Rehashing passwords without asking all users to change them

You should use the compatibility library then. It will make it easier for you when you move to 5.5.

Re-hashing without asking the user for the password... well, you can wait until the next time users log in, and then use the password extension's password_verify() function. If it fails then you can fall back on the old SHA256 hash. If the SHA256 hash matches then you can rehash the password using password_hash() and save it in the old hash's place:

if (password_verify($password, $hash)) {
    // Matches...
} elseif (hash('sha256', $password) == $hash) {
    // Matches...
    $newHash = password_hash($password);
    // Save $newHash in the old hash's place
} else {
    die('Invalid password...');
}

It is technically possible to crack a lot of the hashes, but there are too many problems with that (you would not get all of them, it is most likely not feasible, it may not even be legal, etc.).

Another approach you may want to consider is hash chaining: since you can't reverse SHA256, just define your new hash function as crypt(sha256($passwd)). Since you presumably already have sha256($passwd) on file for all your passwords, it's possible to crypt() each one of them with an appropriate salt to update your existing hashes (without having to wait for the user to log in).

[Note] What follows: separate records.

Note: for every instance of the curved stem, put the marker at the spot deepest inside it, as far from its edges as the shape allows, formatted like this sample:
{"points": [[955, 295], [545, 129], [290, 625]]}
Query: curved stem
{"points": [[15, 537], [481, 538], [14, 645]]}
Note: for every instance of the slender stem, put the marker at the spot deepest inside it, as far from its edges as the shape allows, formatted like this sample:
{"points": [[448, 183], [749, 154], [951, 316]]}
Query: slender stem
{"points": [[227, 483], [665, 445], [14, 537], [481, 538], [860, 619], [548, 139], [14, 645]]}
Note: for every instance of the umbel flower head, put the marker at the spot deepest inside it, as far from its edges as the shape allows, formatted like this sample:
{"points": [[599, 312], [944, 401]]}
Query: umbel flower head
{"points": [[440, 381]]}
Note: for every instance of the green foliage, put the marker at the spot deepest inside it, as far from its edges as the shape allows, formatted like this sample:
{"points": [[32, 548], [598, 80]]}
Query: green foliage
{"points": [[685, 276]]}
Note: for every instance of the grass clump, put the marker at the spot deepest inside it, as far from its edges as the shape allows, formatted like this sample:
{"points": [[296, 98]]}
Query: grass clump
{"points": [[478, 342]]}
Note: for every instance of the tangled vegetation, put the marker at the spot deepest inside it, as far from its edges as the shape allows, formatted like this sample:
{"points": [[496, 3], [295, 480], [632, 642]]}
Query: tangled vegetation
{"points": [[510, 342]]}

Here's a possible solution:

Add a column to the user table to indicate which hashing method has been used on the user's password. At login time you'll know the user's password since he's just entered it, so once the current hash has been passed, crate a new has from the password and update the flag column

This assumes that you're passing free text passwords across the internet which you shouldn't do unless you're using SSL.

Alternatively, if you're hashing the password on the client before sending it, update the client software to handle two hashing algorithms and send both. Use your flag to identify which to check.

In both cases once all (or the majority of) your users have switched, deleted the old hashes and force the issue for the remaining users.

I'm assuming you never stored the clear-text user account passwords, as this would be truly an awful thing to do. SO therefore you no longer have the data that you need to create the new password digests.

I'm thinking you're going to need everyone to update their passwords.

There may be other faster and more efficient ways to do this, but if you want to do this without it affecting your users, this is how I would do it -

Add another column to your table, a basic flag that can go True or False. Default it to false. Then implement the following pseudocode :

if(flag=true)
{
 use crypt() and authenticate user
}
else
{
use hash() and authenticate user
use crypt() on the provided password (once authenticated)
update the record to put the new password into the table
set flag=true
}

Essentially it check if the password is updated or not, and updates it if it isn't. You can eventually take this function off, once your users have made the transition. But as it adds almost no load, I would recommend keeping it!

Its a bit roundabout, but it will have the minimal amount of work for your users to do, and it will run in the background without giving them any indication of it happening!

Id say use a marker field to annotate which users have been previously hashed, then crypt the existing hash. For anyone with a true in the marker field when authenticating it becomes a 2 step process, hash the password then crypt it for a match check.

Whenever they update their password you would set the marker field to false. i.e. phase in and just crypt for a match check.

Yes, what you will need to do is add an extra column that stores the crypt() output. When a user logs in, and their password successfully hash()es to what you have in the database, you can now crypt() that password, and remove the old hash from the database.

This only works when users log-in, so you will have a period of time where some users are using the old system, and some users are using the new one.